Saudi Arabia, Palestine to boost trade with formation of new business council
  • Formation of the Saudi-Palestinian Business Council represents a significant step in strengthening economic ties
  • It comes two after a ceasefire deal came into effect between Israel and Hamas

RIYADH: Saudi Arabia and Palestine have agreed to form a business council to boost bilateral trade and promote investments between both nations. 

The agreement to form the first Saudi-Palestinian Business Council was made during a meeting between Hassan Al-Huwaizi, chairman of the Federation of Saudi Chambers, and Mazen Ghanem, Palestinian ambassador to the Kingdom, in Riyadh, the Saudi Press Agency reported. 

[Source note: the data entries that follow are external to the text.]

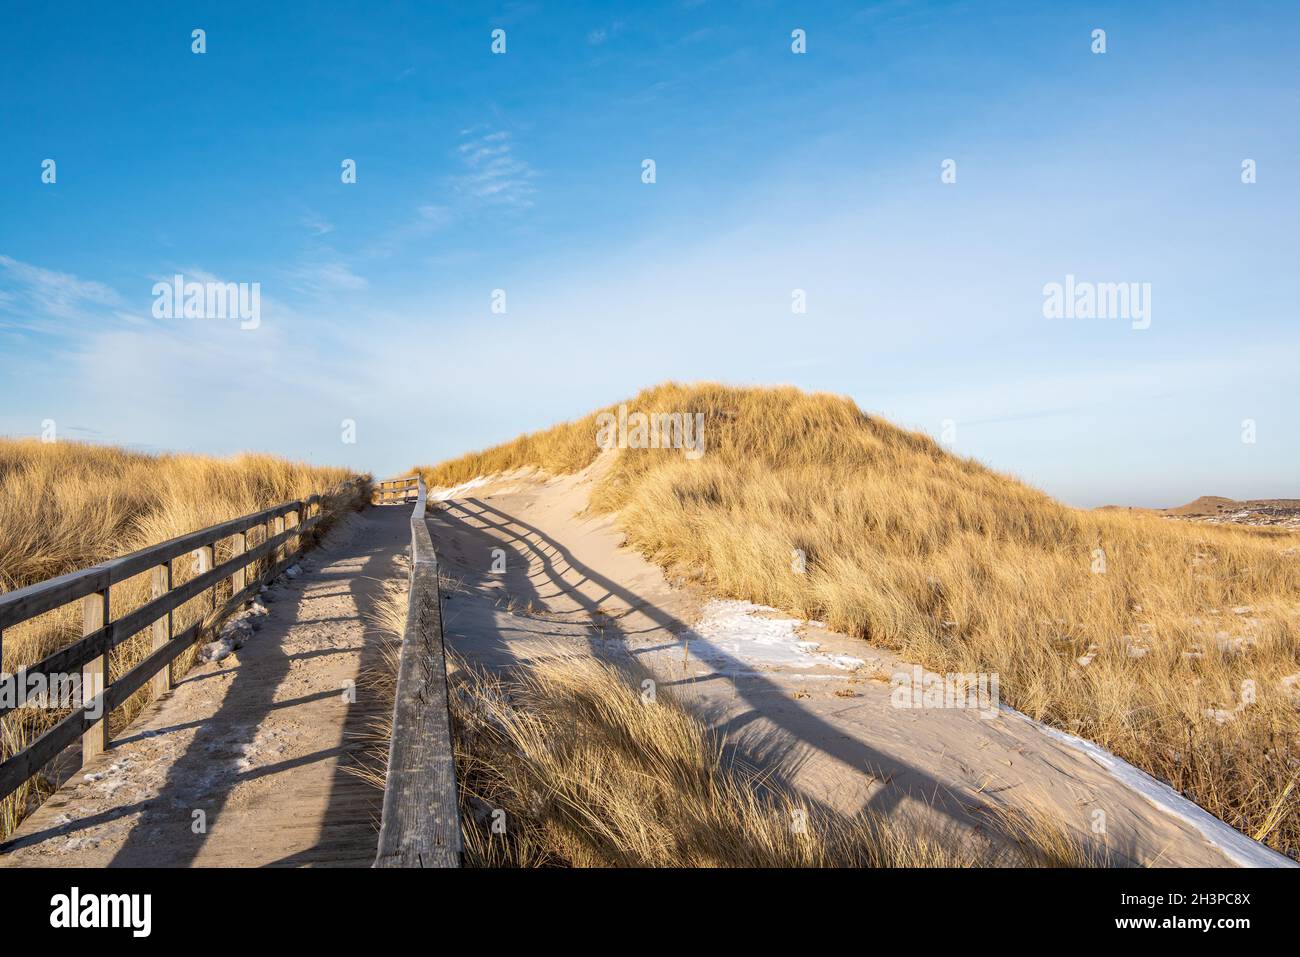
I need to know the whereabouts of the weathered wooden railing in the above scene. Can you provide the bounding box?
[0,481,362,803]
[373,476,419,505]
[374,474,463,867]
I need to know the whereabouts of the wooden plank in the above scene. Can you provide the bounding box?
[81,589,110,764]
[375,477,462,867]
[150,562,172,698]
[0,566,111,632]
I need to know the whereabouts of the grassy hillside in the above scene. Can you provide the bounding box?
[419,382,1300,859]
[0,438,368,835]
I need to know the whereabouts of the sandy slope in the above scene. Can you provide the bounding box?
[431,459,1293,867]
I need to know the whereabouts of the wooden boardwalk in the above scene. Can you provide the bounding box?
[0,505,410,868]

The formation of the Saudi-Palestinian Business Council represents a significant step in strengthening economic ties, particularly as trade between the two countries continues to grow. 

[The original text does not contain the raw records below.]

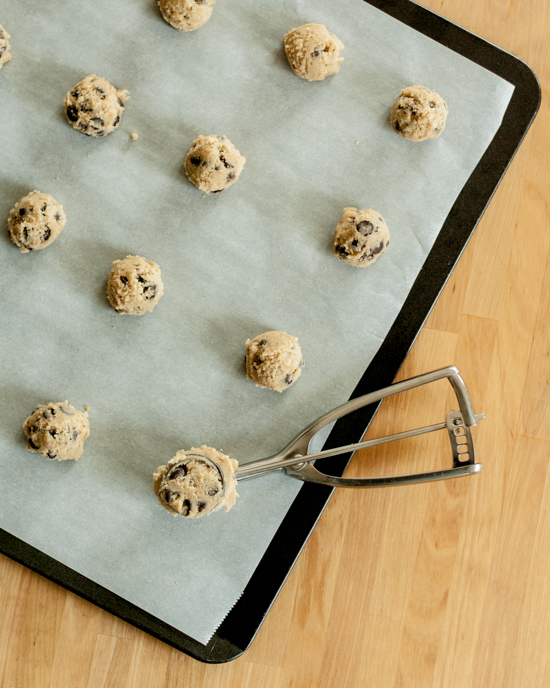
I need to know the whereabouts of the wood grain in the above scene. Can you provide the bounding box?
[1,0,548,685]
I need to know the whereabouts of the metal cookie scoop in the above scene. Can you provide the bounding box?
[155,367,483,518]
[236,366,483,488]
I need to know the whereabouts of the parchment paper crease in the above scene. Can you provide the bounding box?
[0,0,513,644]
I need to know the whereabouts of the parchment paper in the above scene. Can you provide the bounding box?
[0,0,514,644]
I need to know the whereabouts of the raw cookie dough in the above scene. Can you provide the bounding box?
[283,23,344,82]
[246,331,304,392]
[154,446,238,518]
[64,74,128,138]
[333,207,390,267]
[107,255,164,315]
[0,24,11,70]
[7,191,66,253]
[158,0,216,31]
[390,85,447,141]
[184,135,246,194]
[23,402,90,461]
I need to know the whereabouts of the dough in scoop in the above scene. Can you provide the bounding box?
[154,446,238,518]
[23,402,90,461]
[284,23,344,82]
[8,191,66,253]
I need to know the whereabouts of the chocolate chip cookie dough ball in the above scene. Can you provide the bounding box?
[390,85,447,141]
[184,135,246,194]
[107,255,164,315]
[283,23,344,82]
[8,191,66,253]
[158,0,216,31]
[333,208,390,267]
[246,331,304,392]
[23,402,90,461]
[0,24,11,70]
[64,75,128,138]
[154,446,238,518]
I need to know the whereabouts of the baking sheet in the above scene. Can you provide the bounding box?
[0,0,513,644]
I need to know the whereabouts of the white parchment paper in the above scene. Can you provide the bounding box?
[0,0,513,644]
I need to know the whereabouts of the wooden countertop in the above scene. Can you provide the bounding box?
[2,1,548,685]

In the third quarter of 2024, the Kingdom’s overall exports to Palestine stood at SR118.3 million ($31.53 million), representing a 35 percent rise compared to the previous three months, according to data from the General Authority for Statistics. 

Saudi Arabia also imported Palestinian goods worth SR4 million in the third quarter of 2024.

During the meeting, Al-Huwaizi stressed the need to empower Palestinian business owners to invest in Saudi Arabia and market products from the West Asian nation in the Kingdom’s market. 

He also reaffirmed the federation’s support for holding exhibitions and conferences to introduce and market Palestinian products in the Kingdom. 

The new agreement comes just two after a ceasefire deal came into effect between Israel and Hamas, allowing some displaced residents to return to their homes. 

To stabilize the economy, the Palestine Monetary Authority issued new instructions to banks to ease the burden of accumulated installments on borrowers in Gaza and the West Bank during the war period. 

The authority also instructed banks to stop collecting installments in Gaza until the end of June, with the possibility of scheduling and postponing it further. 

Other instructions from the monetary authority include reducing interest rates on new loans and stopping the collection of commissions and late fees. 

Earlier this month, Palestinian President Mahmoud Abbas met with Nayef bin Bandar Al-Sudairi, the Saudi ambassador to Palestine, and honored him with the Star of Al-Quds medal, a top-rated decoration provided by the state. 

During the meeting, Abbas extended his greetings to King Salman and Crown Prince Mohammed bin Salman and thanked Saudi Arabia for the support offered to the Palestinian people and their cause. 

Abbas also praised Al-Sudairi’s efforts to strengthen the friendly relations between Palestine and the Kingdom.